阿金霍夫悄悄望着齐楚雄手中的相片,当他看到挂在一家三口脸上那种幸福的笑容时,他的心又一次被深深地刺痛了。
“格里高利·伊万诺维奇,如果您重新获得了自由,您要做的第一件事情是什么呢?”齐楚雄突然抛出了一个问题。
“我……我不知道……”阿金霍夫低着头,轻轻踢着脚下的小石子,“或许找个没人的角落,等待着死神的召唤吧。”
“为什么要这样说呢?”齐楚雄说,“难道您不想见到自己的女儿吗?”
“女儿!我的莎莎……”阿金霍夫的身躯如遭雷击一般摇摇欲坠,“不……她早就死了……我在这个世界上已经没有任何亲人了……”
“不,亲爱的格里高利·伊万诺维奇。”齐楚雄温暖的手搭在了他的肩头,“你在这个世界上并不孤单,因为你还有很多亲人,我、弗拉基米尔·米哈伊洛维奇、弗兰克、约翰、还有爱伯斯塔克父子、提比莉亚、埃里克……我们都是你的亲人,无论在任何情况下,我们的心都始终连在一起,当你欢乐时,我们共同分享你的喜悦;当你悲伤时,我们一起排解你的忧愁,或许我们头顶上看不到温暖的太阳,但是请你记住,只要我们携起手来一起努力,那么早晚有一天我们就可以回到幸福的生活里,而我始终坚信那一天不会太远。”
阿金霍夫注意到了齐楚雄现在对他使用的称呼是更为亲密的“你”,他不由死死咬住自己的嘴唇,努力不让齐楚雄发现自己的自责和痛苦,“我该怎么办?”他痛苦的问着自己,可是命运从来不会提前告诉人们答案,所有的一切都要靠他自己去解开。
“齐医生,”他强迫自己问道:“弗拉基米尔·米哈伊洛维奇不久前不是说过他的上级目前还不能和您见面吗,他怎么又突然改变了主意呢?”
齐楚雄的手突然轻轻的抖了一下,他默默注视着阿金霍夫,好一阵子后,他才抽回了手,背对着阿金霍夫说:“不久前,我和他认真的谈了一次,告诉他眼下很多人都怀疑他就是德国人安插在我身边的内奸,如果他不希望这种不光彩的称号一直伴随着他,那么他就必须为此做点什么。”
“也就是说,为了摆脱内奸的嫌疑,他不得不要求他的上级出来和您见面对吗?”阿金霍夫问道。
“是的,虽然弗拉基米尔·米哈伊洛维奇对此事感到很为难,但他还是做了自己能做的事情。”齐楚雄说。
“那我们接下来要和‘光明天使’的领导人谈些什么呢?”阿金霍夫继续问道。
“我打算与他商议共同在集中营里扩大抵抗组织实力,然后在合适的时机发动起义,一举铲除纳粹最后的巢穴!”

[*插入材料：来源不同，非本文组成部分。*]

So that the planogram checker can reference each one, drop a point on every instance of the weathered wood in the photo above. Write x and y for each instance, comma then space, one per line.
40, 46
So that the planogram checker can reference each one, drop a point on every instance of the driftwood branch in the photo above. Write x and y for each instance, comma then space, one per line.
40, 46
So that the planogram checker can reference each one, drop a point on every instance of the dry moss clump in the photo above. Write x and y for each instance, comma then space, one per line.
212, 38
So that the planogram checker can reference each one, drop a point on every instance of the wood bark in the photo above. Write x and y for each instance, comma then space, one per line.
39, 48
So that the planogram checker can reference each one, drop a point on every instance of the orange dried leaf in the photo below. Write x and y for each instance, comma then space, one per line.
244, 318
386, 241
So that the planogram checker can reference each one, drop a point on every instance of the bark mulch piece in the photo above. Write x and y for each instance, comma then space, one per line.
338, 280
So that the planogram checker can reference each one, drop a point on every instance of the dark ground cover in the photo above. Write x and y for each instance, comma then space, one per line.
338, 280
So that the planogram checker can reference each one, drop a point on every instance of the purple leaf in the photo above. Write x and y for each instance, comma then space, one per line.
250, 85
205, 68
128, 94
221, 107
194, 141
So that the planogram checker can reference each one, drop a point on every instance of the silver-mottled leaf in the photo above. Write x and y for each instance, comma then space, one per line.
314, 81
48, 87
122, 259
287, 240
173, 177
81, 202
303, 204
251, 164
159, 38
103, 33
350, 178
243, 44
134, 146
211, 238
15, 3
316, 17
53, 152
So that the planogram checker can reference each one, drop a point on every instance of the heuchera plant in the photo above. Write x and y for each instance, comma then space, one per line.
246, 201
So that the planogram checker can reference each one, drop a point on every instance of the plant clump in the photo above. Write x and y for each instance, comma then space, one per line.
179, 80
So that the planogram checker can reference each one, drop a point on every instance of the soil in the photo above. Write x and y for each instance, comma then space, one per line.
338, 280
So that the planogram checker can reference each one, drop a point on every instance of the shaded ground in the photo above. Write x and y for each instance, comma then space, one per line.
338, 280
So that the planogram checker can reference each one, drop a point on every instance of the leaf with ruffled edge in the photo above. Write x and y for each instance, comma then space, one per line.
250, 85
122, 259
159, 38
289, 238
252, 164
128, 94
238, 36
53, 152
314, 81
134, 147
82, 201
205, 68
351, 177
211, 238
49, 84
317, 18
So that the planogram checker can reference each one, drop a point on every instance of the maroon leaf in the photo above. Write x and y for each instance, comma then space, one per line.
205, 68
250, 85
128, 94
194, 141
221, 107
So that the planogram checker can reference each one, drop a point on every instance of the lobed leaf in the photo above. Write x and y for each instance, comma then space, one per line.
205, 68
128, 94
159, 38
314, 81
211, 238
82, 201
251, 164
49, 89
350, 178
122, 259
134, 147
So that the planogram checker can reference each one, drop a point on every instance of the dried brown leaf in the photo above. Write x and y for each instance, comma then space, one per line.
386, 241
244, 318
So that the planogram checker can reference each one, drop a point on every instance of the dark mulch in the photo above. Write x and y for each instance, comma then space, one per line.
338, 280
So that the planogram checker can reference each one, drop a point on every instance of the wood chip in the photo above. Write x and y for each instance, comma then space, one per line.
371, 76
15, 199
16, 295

一阵寒风袭来,阿金霍夫不由自主的打了个冷战,但是他却发现齐楚雄竟然在寒风中巍然不动。他犹豫了半天,又小心翼翼的问道:“齐医生,我知道您对未来总是充满了信心,但是您有没有想过,万一您的计划失败了怎么办?那样您可能就再也见不到自己的女儿了……”
“这个问题我早就想过了。”齐楚雄打断了阿金霍夫的话,“我虽然就连做梦都想着要和我的女儿团聚,但是如果要我在争取自由和拥有亲情之间做出选择的话,我会毫不犹豫的选择前者,因为这是我作为一个抵抗组织成员和虔诚的基督教徒所必须承担起的责任!”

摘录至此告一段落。